Saw that fly by. *shudder*

>> +/*
>> + * Define dummy _TIF work flags if not defined by the architecture or for
>> + * disabled functionality.
>> + */
>
> When I was thinking about this last week I was pondering having a split
> between the arch-agnositc TIF flags and the arch-specific TIF flags, and
> that each arch could have a single "there is agnostic work to be done"
> TIF in their thread_info, and the agnostic flags could live in
> task_struct or something. Anyway, I'll keep reading...
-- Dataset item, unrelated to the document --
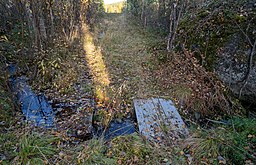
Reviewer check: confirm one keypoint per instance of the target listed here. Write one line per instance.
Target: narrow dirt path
(123, 49)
That's going to be nasty. We rather go and expand the TIF storage to
64bit. And then do the following in a generic header:

#ifndef TIF_ARCH_SPECIFIC
# define TIF_ARCH_SPECIFIC
#endif

enum tif_bits {
	TIF_NEED_RESCHED = 0,
        TIF_...,
        TIF_LAST_GENERIC,
        TIF_ARCH_SPECIFIC,
};
        
and in the arch specific one:

#define TIF_ARCH_SPECIFIC	\
	TIF_ARCH_1,             \
        TIF_ARCH_2,

or something like that.

>> +/**
>> + * syscall_enter_from_user_mode - Check and handle work before invoking
>> + *				 a syscall
>> + * @regs:	Pointer to currents pt_regs
>> + * @syscall:	The syscall number
>> + *
>> + * Invoked from architecture specific syscall entry code with interrupts
>> + * disabled. The calling code has to be non-instrumentable. When the
>> + * function returns all state is correct and the subsequent functions can be
>> + * instrumented.
>> + *
>> + * Returns: The original or a modified syscall number
>> + *
>> + * If the returned syscall number is -1 then the syscall should be
>> + * skipped. In this case the caller may invoke syscall_set_error() or
>> + * syscall_set_return_value() first.  If neither of those are called and -1
>> + * is returned, then the syscall will fail with ENOSYS.
>
> There's been some recent confusion over "has the syscall changed,
> or did seccomp request it be skipped?" that was explored in arm64[2]
> (though I see Will and Keno in CC already). There might need to be a
> clearer way to distinguish between "wild userspace issued a -1 syscall"
> and "seccomp or ptrace asked for the syscall to be skipped". The
> difference is mostly about when ENOSYS gets set, with respect to calls
> to syscall_set_return_value(), but if the syscall gets changed, the arch
> may need to recheck the value and consider ENOSYS, etc. IIUC, what Will
> ended up with[3] was having syscall_trace_enter() return the syscall return
> value instead of the new syscall.

I was chatting with Will about that yesterday. IIRC he plans to fix the
immediate issue on arm64 first and then move arm64 over to the generic
variant. That's the reason why I reshuffled the patch series so the
generic parts are first which allows me to provide will a branch with
just those. If there are any changes needed we can just feed them back
into that branch and fixup the affected architecture trees.

IOW, that should not block progress on this stuff.

Thanks,

        tglx
Kees Cook July 17, 2020, 5:49 p.m. UTC | #3
On Thu, Jul 16, 2020 at 11:55:59PM +0200, Thomas Gleixner wrote:
> Kees Cook <keescook@chromium.org> writes:
> > On Thu, Jul 16, 2020 at 08:22:09PM +0200, Thomas Gleixner wrote:
> >> This code is needlessly duplicated and  different in all
> >> architectures.
> >> 
> >> Provide a generic version based on the x86 implementation which has all the
> >> RCU and instrumentation bits right.
> >
> > Ahh! You're reading my mind!
> 
> I told you about that plan at the last conference over a beer :)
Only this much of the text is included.